Fashion Plate (Afternoon Dress for Decr. 1800) LACMA M.86.266.37Just as fire was the centerpiece of most evening gatherings in Jane Austen’s time, candles also played a vital role in Regency life and culture. Today, family members work or read in separate rooms in the evening and go to bed at different times (due to the advent of electricity), but people in Austen’s day lived differently: They sat together to read books, write letters, and socialize in the evening—all by candlelight.

As readers, we should consider Austen’s evening scenes with a careful eye to the lighting. Dinners, dances, card games, and music were all undertaken by candlelight. Many of our favorite scenes—in which Austen brings her heroines and heroes, villains and vicars to life—take place in the evening. Candlelit rooms provide the perfect spot for Emma and Frank Churchill to gossip, for Fanny to sink into the shadows unnoticed, for Lydia and Kitty to romp with the officers, and for Anne Elliot to hide her tears at the piano while the others dance. Indeed, when Darcy watches Elizabeth and Caroline Bingley walking around the drawing-room and quips that their “figures appear to the greatest advantage in walking,” (PP 56) he watches them walk by candlelight after dinner and tea (served later in the evening).
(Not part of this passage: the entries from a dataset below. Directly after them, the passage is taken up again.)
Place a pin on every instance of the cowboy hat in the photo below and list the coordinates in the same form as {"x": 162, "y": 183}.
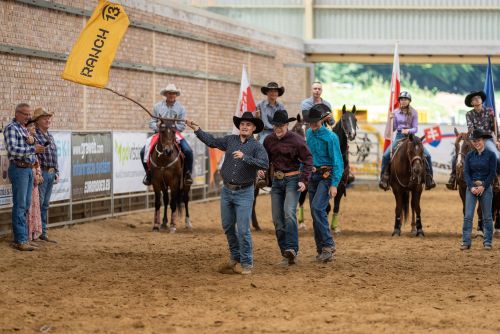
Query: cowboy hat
{"x": 171, "y": 88}
{"x": 248, "y": 116}
{"x": 469, "y": 97}
{"x": 272, "y": 85}
{"x": 478, "y": 134}
{"x": 41, "y": 111}
{"x": 281, "y": 117}
{"x": 316, "y": 113}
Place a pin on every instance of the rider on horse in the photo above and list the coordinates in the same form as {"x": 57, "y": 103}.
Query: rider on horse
{"x": 170, "y": 108}
{"x": 478, "y": 118}
{"x": 405, "y": 123}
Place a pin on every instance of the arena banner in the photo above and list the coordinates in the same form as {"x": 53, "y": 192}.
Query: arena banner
{"x": 92, "y": 159}
{"x": 199, "y": 156}
{"x": 91, "y": 57}
{"x": 5, "y": 186}
{"x": 127, "y": 167}
{"x": 62, "y": 189}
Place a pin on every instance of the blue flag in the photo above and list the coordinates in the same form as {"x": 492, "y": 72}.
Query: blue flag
{"x": 489, "y": 89}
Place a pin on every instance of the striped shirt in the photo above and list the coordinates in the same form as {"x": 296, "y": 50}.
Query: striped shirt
{"x": 237, "y": 171}
{"x": 15, "y": 136}
{"x": 47, "y": 159}
{"x": 161, "y": 109}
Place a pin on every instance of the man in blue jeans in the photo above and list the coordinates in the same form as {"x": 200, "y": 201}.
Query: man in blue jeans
{"x": 287, "y": 151}
{"x": 327, "y": 171}
{"x": 244, "y": 156}
{"x": 48, "y": 165}
{"x": 21, "y": 150}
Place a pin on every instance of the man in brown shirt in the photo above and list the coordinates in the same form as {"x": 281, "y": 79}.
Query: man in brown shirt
{"x": 291, "y": 163}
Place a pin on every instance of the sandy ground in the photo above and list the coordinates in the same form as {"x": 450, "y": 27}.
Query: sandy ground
{"x": 116, "y": 276}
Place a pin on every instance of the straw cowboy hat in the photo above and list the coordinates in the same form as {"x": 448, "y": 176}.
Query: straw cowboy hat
{"x": 281, "y": 117}
{"x": 273, "y": 85}
{"x": 316, "y": 113}
{"x": 41, "y": 111}
{"x": 468, "y": 98}
{"x": 248, "y": 116}
{"x": 171, "y": 88}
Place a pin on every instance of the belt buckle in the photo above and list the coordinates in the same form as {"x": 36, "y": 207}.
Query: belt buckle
{"x": 279, "y": 175}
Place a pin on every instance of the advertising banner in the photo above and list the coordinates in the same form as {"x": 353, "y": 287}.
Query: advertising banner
{"x": 92, "y": 159}
{"x": 127, "y": 167}
{"x": 62, "y": 189}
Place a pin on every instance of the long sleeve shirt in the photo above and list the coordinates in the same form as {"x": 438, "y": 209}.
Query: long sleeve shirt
{"x": 483, "y": 120}
{"x": 325, "y": 148}
{"x": 403, "y": 121}
{"x": 287, "y": 154}
{"x": 47, "y": 159}
{"x": 15, "y": 136}
{"x": 237, "y": 171}
{"x": 480, "y": 167}
{"x": 161, "y": 109}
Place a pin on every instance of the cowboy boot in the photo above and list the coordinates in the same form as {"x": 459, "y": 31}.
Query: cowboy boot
{"x": 147, "y": 178}
{"x": 452, "y": 182}
{"x": 429, "y": 182}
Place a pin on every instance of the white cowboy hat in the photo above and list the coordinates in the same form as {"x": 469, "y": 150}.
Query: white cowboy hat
{"x": 170, "y": 88}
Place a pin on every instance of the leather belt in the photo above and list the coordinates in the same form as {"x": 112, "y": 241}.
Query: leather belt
{"x": 48, "y": 169}
{"x": 235, "y": 187}
{"x": 281, "y": 175}
{"x": 22, "y": 164}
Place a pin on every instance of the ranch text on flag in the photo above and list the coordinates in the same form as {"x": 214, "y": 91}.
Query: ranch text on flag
{"x": 91, "y": 57}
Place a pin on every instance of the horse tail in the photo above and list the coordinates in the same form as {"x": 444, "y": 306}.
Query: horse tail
{"x": 406, "y": 206}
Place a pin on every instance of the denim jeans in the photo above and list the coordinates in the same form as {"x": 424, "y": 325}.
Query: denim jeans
{"x": 284, "y": 199}
{"x": 470, "y": 206}
{"x": 22, "y": 187}
{"x": 45, "y": 190}
{"x": 386, "y": 157}
{"x": 318, "y": 201}
{"x": 236, "y": 214}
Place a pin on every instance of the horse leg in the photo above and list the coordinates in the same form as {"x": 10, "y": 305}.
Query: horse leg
{"x": 186, "y": 206}
{"x": 164, "y": 224}
{"x": 156, "y": 223}
{"x": 302, "y": 199}
{"x": 255, "y": 223}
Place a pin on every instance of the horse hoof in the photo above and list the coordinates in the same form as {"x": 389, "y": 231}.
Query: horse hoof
{"x": 396, "y": 232}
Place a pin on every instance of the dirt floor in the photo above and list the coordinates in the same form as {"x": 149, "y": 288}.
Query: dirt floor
{"x": 116, "y": 276}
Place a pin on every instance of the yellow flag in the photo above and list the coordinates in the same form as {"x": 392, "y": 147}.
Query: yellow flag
{"x": 92, "y": 55}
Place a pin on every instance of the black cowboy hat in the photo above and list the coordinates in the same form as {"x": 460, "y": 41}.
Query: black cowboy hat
{"x": 248, "y": 116}
{"x": 281, "y": 117}
{"x": 272, "y": 85}
{"x": 469, "y": 97}
{"x": 317, "y": 112}
{"x": 478, "y": 134}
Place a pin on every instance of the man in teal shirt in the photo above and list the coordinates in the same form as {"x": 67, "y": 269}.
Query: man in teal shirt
{"x": 327, "y": 172}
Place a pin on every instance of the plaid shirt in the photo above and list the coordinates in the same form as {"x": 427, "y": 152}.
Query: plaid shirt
{"x": 48, "y": 159}
{"x": 480, "y": 120}
{"x": 15, "y": 136}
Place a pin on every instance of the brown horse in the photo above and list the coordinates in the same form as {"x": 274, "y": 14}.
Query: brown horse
{"x": 407, "y": 174}
{"x": 167, "y": 174}
{"x": 462, "y": 147}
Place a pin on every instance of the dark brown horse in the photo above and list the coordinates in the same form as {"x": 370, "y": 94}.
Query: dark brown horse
{"x": 407, "y": 174}
{"x": 167, "y": 174}
{"x": 462, "y": 147}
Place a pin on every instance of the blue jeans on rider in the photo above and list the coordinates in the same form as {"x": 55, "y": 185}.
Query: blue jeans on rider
{"x": 318, "y": 202}
{"x": 45, "y": 191}
{"x": 236, "y": 214}
{"x": 470, "y": 206}
{"x": 284, "y": 200}
{"x": 22, "y": 187}
{"x": 386, "y": 157}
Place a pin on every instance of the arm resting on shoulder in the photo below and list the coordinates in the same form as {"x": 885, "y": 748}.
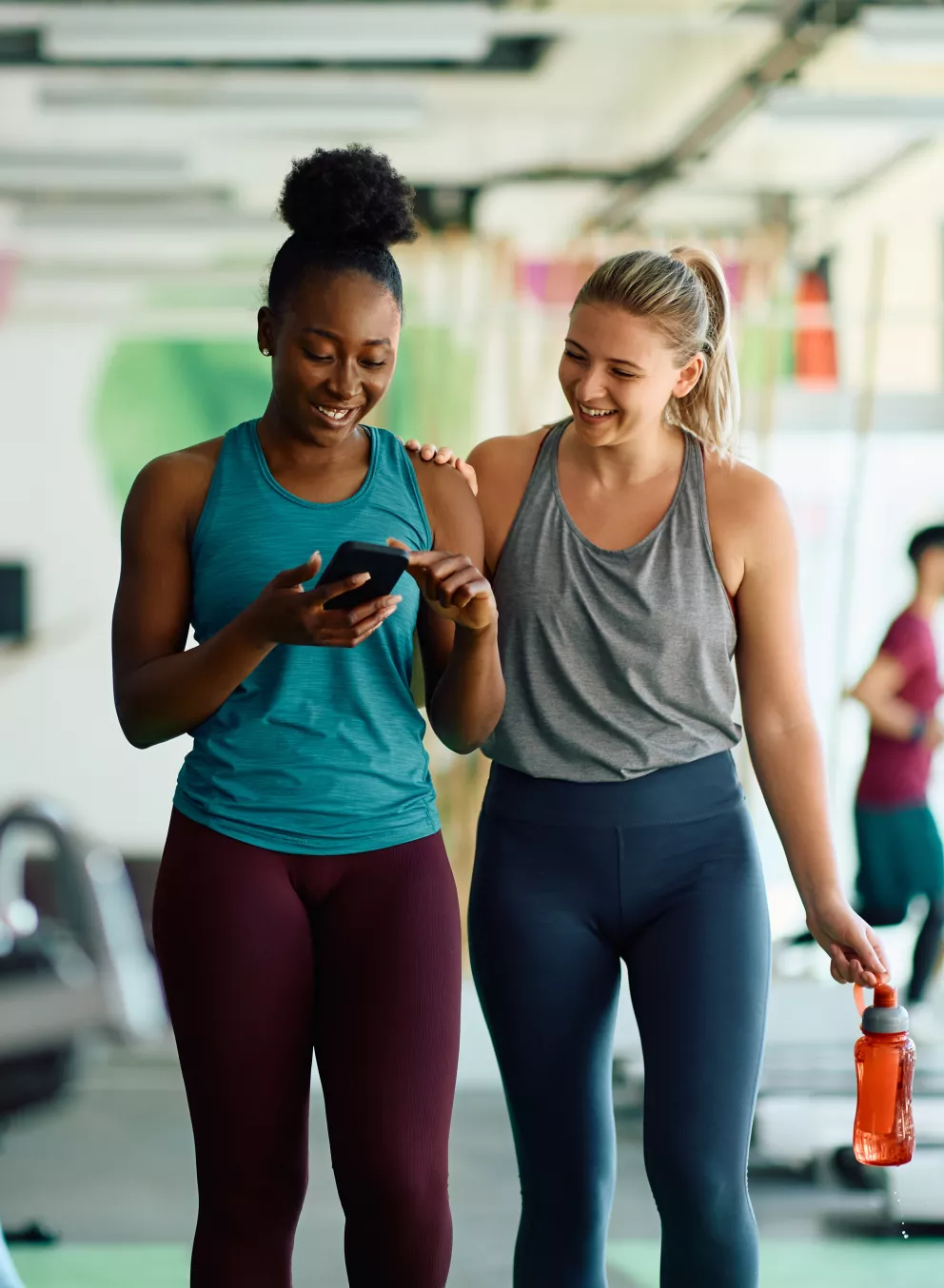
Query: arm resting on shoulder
{"x": 465, "y": 691}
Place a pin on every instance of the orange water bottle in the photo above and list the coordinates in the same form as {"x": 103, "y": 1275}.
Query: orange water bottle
{"x": 884, "y": 1132}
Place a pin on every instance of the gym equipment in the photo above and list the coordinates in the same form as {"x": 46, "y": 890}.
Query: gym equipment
{"x": 63, "y": 981}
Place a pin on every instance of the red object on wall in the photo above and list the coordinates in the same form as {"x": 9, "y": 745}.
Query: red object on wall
{"x": 814, "y": 339}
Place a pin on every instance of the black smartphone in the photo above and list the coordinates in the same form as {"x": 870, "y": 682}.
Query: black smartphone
{"x": 385, "y": 564}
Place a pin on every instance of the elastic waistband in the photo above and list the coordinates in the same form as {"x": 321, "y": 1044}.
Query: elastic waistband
{"x": 681, "y": 793}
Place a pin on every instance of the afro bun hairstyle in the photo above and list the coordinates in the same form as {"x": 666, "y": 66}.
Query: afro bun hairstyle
{"x": 348, "y": 197}
{"x": 345, "y": 207}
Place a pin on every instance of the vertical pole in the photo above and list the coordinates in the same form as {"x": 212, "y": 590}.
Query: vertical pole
{"x": 864, "y": 422}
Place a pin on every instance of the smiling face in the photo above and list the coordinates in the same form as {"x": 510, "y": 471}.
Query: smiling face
{"x": 619, "y": 374}
{"x": 334, "y": 349}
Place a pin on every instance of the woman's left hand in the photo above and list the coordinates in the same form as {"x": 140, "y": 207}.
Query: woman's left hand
{"x": 444, "y": 456}
{"x": 854, "y": 948}
{"x": 452, "y": 586}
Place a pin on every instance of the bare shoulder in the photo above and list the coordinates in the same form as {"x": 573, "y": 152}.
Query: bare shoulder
{"x": 173, "y": 488}
{"x": 740, "y": 495}
{"x": 506, "y": 452}
{"x": 503, "y": 466}
{"x": 442, "y": 488}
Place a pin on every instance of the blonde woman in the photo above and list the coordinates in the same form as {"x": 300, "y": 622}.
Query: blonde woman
{"x": 637, "y": 564}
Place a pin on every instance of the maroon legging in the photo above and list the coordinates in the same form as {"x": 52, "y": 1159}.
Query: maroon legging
{"x": 268, "y": 956}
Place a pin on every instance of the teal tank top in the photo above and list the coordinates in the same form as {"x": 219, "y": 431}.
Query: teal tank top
{"x": 320, "y": 750}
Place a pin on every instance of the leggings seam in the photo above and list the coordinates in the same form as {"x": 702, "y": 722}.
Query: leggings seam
{"x": 620, "y": 881}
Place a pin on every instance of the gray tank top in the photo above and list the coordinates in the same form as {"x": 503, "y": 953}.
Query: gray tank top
{"x": 617, "y": 662}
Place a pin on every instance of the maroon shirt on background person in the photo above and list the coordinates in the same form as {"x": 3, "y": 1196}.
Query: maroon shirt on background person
{"x": 896, "y": 771}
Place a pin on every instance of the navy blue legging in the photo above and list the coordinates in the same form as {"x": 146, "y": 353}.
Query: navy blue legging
{"x": 663, "y": 873}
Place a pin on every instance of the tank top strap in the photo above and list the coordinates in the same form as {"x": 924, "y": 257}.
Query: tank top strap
{"x": 233, "y": 472}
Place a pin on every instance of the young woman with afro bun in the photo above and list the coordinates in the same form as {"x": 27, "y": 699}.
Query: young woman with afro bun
{"x": 305, "y": 902}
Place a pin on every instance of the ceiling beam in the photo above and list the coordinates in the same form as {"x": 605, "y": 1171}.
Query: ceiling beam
{"x": 806, "y": 26}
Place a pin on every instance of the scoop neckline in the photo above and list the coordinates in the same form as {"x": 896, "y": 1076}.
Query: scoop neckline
{"x": 651, "y": 536}
{"x": 301, "y": 500}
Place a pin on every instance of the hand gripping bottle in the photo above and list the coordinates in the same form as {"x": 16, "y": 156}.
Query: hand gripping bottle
{"x": 884, "y": 1132}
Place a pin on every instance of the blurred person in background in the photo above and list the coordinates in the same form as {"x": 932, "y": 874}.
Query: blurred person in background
{"x": 305, "y": 897}
{"x": 900, "y": 854}
{"x": 634, "y": 560}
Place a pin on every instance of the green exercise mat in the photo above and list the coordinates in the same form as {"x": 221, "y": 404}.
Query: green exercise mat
{"x": 91, "y": 1265}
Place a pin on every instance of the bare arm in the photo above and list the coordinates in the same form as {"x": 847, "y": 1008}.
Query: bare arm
{"x": 459, "y": 621}
{"x": 161, "y": 688}
{"x": 783, "y": 738}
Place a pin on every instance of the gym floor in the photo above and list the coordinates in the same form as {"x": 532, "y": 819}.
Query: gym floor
{"x": 111, "y": 1168}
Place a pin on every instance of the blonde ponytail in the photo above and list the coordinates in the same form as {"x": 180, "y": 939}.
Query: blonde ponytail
{"x": 685, "y": 297}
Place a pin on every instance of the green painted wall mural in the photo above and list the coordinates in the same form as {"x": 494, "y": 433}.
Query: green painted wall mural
{"x": 159, "y": 396}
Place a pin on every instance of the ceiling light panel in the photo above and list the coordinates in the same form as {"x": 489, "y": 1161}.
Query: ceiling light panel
{"x": 165, "y": 111}
{"x": 277, "y": 32}
{"x": 908, "y": 35}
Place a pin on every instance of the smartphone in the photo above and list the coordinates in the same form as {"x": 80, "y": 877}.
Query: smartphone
{"x": 385, "y": 564}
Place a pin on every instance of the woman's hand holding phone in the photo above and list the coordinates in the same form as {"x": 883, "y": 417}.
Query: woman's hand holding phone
{"x": 452, "y": 586}
{"x": 286, "y": 614}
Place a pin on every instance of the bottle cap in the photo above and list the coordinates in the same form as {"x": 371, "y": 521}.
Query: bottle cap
{"x": 885, "y": 1015}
Austen uses candle-power (or the lack thereof) to communicate the rank and financial status of her characters as well as set the stage for some of her best scenes.

Candles in Regency Life

In Austen’s lifetime, virtually every task after dusk required candles. Fall and winter months in England are cold and dark with only 8-9 hours of sunlight during some months. It was a mark of wealth to have enough candles to burn in the evening for work and pleasure. In working class homes, people might burn a rushlight (which burned for 20-30 minutes) or simply retire early. In genteel homes, where candles were plentiful, people stayed up later. In her JAW article “Lighting the Dark,” Vic Sanbourn tells us, “Only the more affluent members of society could afford to burn a large number of candles at a time, and their homes were characterized by spacious windows and well placed reflectors and mirrors.” This was common in most of the grand homes in Austen’s novels, which we see when Elinor and Marianne accompany Lady Middleton to a party in London and “enter a room splendidly lit up, quite full of company, and insufferably hot” (SS 175).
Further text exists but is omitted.